Great. Appreciate that. Then for the medium voltage switchgear, is that switchgear for the entire 40 MW? Is it a portion of it? How should we think about the delivery for Nscale? Would it be a little bit lumpy or I'm just hoping to get a little more color on that on revenue contribution and timing. Thanks.
It really is. It is still a little bit fluid. It really is fresh. It is two days old. That is news of the last 2 days. Initially, it was the entire lineup. It has since improved. We will be delivering capacity on a scaled ramp-up type delivery instead of a one lump sum on day one. That also, it also helps our client in testing and commissioning this stuff as well. We have gone through a handful of supply chain related issues in the last 45 days or so. Mitigated most of them. Most of them fell into our buffer allocation that we had for the project.
This one is just a couple of days fresh, and we're working on it through our equipment suppliers, our general contractor, and directly with the client.
Just also mentioning that, the delay here is not material, and capacity will begin over the next few weeks.

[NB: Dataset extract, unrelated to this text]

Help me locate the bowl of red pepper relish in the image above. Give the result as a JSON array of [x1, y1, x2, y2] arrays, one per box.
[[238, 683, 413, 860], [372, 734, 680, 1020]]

I think another important point to consider is that, you know, the timeline that we're executing on, if this was an 18-month delivery, which is pretty much the standard that all our peers are working with, this delay would have not even. It would have fallen into larger buffer zones, or it would have gone unnoticed. We're delivering this in 6 months, this, any slight delay will have impact. Like Sam said, we don't expect it to be anything material.

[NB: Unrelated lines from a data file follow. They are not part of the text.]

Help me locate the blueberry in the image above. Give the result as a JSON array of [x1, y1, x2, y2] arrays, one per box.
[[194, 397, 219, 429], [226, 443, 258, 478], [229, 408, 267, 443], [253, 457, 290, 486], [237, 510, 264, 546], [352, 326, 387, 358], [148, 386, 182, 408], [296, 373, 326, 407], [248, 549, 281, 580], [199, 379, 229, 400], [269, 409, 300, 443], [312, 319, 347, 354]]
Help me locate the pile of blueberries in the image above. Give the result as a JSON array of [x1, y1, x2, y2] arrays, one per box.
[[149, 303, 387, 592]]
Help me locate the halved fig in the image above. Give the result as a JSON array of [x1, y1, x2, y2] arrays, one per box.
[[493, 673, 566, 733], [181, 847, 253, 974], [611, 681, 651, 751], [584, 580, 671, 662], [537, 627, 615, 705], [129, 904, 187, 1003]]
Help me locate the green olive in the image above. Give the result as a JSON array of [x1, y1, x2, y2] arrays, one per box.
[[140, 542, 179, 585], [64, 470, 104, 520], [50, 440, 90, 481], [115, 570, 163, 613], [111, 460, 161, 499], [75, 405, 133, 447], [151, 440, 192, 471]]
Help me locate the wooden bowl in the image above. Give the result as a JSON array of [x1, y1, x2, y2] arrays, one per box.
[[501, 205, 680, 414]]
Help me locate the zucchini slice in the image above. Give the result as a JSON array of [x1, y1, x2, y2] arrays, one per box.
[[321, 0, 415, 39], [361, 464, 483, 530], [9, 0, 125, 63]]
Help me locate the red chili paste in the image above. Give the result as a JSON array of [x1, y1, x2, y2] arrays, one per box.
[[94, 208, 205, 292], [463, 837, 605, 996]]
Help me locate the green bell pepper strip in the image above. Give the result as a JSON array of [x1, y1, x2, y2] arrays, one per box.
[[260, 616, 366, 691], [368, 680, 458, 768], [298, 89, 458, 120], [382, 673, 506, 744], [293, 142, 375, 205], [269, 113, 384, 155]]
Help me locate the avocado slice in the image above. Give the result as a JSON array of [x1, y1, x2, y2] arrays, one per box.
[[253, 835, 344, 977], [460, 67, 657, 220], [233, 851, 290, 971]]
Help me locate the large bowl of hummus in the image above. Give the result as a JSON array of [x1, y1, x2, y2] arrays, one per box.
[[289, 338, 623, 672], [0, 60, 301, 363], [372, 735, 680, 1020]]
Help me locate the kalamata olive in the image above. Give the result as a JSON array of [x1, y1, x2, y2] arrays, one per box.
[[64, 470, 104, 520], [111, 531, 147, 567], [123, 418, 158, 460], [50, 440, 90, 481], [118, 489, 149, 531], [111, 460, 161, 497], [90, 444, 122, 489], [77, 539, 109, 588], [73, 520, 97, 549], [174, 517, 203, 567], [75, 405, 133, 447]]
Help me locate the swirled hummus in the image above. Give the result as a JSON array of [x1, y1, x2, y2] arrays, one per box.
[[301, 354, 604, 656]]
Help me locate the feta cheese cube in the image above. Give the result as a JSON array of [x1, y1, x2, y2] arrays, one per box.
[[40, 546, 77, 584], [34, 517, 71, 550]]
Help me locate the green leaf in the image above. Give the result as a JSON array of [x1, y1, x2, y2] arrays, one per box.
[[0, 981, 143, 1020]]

Well noted. Appreciate the added color.
We'll return to Nick Giles with B. Riley Securities.
Hey, thanks for taking my follow-up.
Hi, Nick.
I just wanted to ask about CapEx. Q1 is always gonna be kind of a larger spend quarter. Should we expect a similar magnitude in 2Q as you wrap up NC1, or how could CapEx kind of progress throughout the year from the, you know, sites within your portfolio today? Thanks.
I think, Erke, would you like to take that?
Sure. At this moment, it's a little bit hard to just, you know, provide a very precise number in terms of CapEx spend. I just break down from data center and, you know, cloud services. For data center, we, after NC1 will be, you know, other sites where we'll be looking at. Once that's been finalized, we'll, you know, certainly start spending CapEx on that. On the cloud side, you know, Billy mentioned as well one of the criteria for our, you know, contracts is that it's not going to take a material balance sheet from the corporate. It will be a procurement based on the customer prepayments and, you know, GPU banks, you know, project-level financing.
Again, you know, those are all, you know, deal by deal. Once the deal being, you know, announced, you know, you'll see more clarity. It's basically a deal by deal case.
Okay. Understood. Maybe one more for Billy Krassakopoulos, if I could. You know, we're seeing varying lease structures emerge. I was curious if, you know, your thinking around lease structures for future deals has changed, maybe, you know, how you pass through certain costs to customers and how that might impact, you know, the margin profile of any future deals. Thanks.
We're not really looking to change our structure right now. The only thing that we have been seeing is higher NRCs and setup fees due to custom or more complex type of deliveries that would go outside the scope of basic data center services. On the margins and the monthly costs, we have been approached with certain different types of structures, but we're not looking to change our billing profile right now.
Understood. Okay. Thanks again, guys.
At this time, we have no further questions. I'd like to turn the floor back to our speakers for any additional or closing remarks.
Sam, you're mute.
My bad. Thank you.
I was on mute. My apologies. Thank you everyone for joining us today. We look forward to speaking with you in the next quarter. That'll be one that we are definitely looking forward to engaging with you all. Thank you so much for today.